Edit: on finding a pair of non-isomorphic, but locally isomorphic groups
If $G$ has a normal Sylow $p$-subgroup for any prime $p$, then any group that is locally isomorphic to $G$ must be isomorphic to $G$, so we must restrict our attention to groups without any normal Sylow subgroups. This means we must ignore supersolvable groups altogether, since if $G$ is supersolvable and $p$ is the largest prime divisor of $|G|$, then a Sylow $p$-subgroup of $G$ is normal.
Also, one might consider a group in which the notion of "locally-isomorphic" coincides with "Sylow-isomorphic": that is, groups in which every Sylow subgroup is self-normalizing. Such a group (assuming it isn't of prime power order) cannot be solvable, because of the following theorem:
Theorem: (R. Carter) Let $G$ be a finite solvable group.
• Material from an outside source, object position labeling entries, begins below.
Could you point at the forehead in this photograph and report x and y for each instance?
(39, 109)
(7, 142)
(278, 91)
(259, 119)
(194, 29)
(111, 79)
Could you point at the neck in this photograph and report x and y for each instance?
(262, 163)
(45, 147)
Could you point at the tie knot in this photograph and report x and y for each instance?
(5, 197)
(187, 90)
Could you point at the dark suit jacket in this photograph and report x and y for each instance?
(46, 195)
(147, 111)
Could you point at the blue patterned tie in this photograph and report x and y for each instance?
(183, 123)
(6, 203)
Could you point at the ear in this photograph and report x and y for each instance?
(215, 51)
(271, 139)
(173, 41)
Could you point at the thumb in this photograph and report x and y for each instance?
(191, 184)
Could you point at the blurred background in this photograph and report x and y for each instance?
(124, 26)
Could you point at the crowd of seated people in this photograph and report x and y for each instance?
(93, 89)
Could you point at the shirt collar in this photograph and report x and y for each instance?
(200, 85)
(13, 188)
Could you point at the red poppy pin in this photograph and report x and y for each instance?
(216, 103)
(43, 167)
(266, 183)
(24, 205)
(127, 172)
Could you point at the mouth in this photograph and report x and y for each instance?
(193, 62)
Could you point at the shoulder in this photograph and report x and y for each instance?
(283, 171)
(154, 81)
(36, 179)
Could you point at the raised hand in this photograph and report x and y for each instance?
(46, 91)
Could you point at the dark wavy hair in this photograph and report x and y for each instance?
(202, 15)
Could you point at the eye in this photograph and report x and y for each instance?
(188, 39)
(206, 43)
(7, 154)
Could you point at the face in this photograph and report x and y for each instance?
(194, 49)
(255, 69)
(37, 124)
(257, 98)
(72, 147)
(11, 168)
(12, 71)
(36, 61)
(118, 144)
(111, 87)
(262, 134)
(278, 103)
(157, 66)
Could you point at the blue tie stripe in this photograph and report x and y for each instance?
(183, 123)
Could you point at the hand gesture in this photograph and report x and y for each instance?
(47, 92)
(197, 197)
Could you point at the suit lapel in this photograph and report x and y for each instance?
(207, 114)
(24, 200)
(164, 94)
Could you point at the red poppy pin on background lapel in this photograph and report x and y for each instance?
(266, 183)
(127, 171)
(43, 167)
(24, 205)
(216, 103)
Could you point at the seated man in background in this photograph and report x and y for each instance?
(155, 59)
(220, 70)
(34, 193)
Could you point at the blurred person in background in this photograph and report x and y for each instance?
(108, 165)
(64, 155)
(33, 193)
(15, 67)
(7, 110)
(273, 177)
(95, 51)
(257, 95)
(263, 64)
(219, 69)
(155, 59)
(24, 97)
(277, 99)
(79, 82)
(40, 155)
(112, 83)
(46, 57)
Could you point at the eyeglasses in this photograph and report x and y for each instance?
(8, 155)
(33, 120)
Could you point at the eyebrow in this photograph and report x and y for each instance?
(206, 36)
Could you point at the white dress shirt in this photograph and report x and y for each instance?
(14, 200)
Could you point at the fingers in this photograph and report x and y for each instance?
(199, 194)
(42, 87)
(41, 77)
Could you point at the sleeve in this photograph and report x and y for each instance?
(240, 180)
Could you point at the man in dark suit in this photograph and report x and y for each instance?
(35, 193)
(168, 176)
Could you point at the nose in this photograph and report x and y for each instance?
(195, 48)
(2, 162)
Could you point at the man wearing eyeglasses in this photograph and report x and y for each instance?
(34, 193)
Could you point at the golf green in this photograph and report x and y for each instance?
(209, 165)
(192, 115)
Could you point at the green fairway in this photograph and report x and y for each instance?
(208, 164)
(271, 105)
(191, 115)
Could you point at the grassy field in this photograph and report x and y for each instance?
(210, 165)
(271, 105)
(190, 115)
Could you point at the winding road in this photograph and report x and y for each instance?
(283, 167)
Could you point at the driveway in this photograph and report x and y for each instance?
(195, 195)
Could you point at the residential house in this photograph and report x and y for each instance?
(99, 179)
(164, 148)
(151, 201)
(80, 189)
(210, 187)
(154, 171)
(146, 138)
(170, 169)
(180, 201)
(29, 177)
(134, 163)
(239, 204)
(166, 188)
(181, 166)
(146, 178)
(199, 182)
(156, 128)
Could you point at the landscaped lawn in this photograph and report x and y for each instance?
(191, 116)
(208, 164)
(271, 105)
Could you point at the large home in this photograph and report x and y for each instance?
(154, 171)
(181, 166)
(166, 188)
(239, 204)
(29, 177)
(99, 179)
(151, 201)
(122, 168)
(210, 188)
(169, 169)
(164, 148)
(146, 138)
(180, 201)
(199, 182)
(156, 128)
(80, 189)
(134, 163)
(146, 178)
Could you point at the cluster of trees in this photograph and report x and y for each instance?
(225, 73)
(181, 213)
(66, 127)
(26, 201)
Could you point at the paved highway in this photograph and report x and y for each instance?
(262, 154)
Then $G$ has a self-normalizing nilpotent subgroup, and all such subgroups are conjugate (and thus isomorphic)
So if $G$ is solvable, then there is at most one prime $p$ such that a Sylow $p$-subgroup of $G$ is self-normalizing.
Best Answer
To answer your question 2, there are very few pairs of finite simple groups with the same order. There's $PSL_3(4)$ and $PSL(4,2)$, and there's $P\Omega_{2n+1}(q)$ and $PSp_{2n}(q)$ for $q$ odd. None of these are Sylow isomorphic in your sense.
As a contribution to your question 1, finite groups can be not only Sylow isomorphic but they can even be indistinguishable from the point of view of fusion at any prime. This is equivalent to the $\mathbb{Z}$-completion of the classifying spaces being homotopy equivalent. Probably the smallest example is $(\mathbb{Z}/3\rtimes\mathbb{Z}/4) \times (\mathbb{Z}/5\rtimes\mathbb{Z}/2)$ and $(\mathbb{Z}/3\rtimes\mathbb{Z}/2) \times (\mathbb{Z}/5\rtimes\mathbb{Z}/4)$, with the action of $\mathbb{Z}/4$ having the subgroup of index two in its kernel in both cases.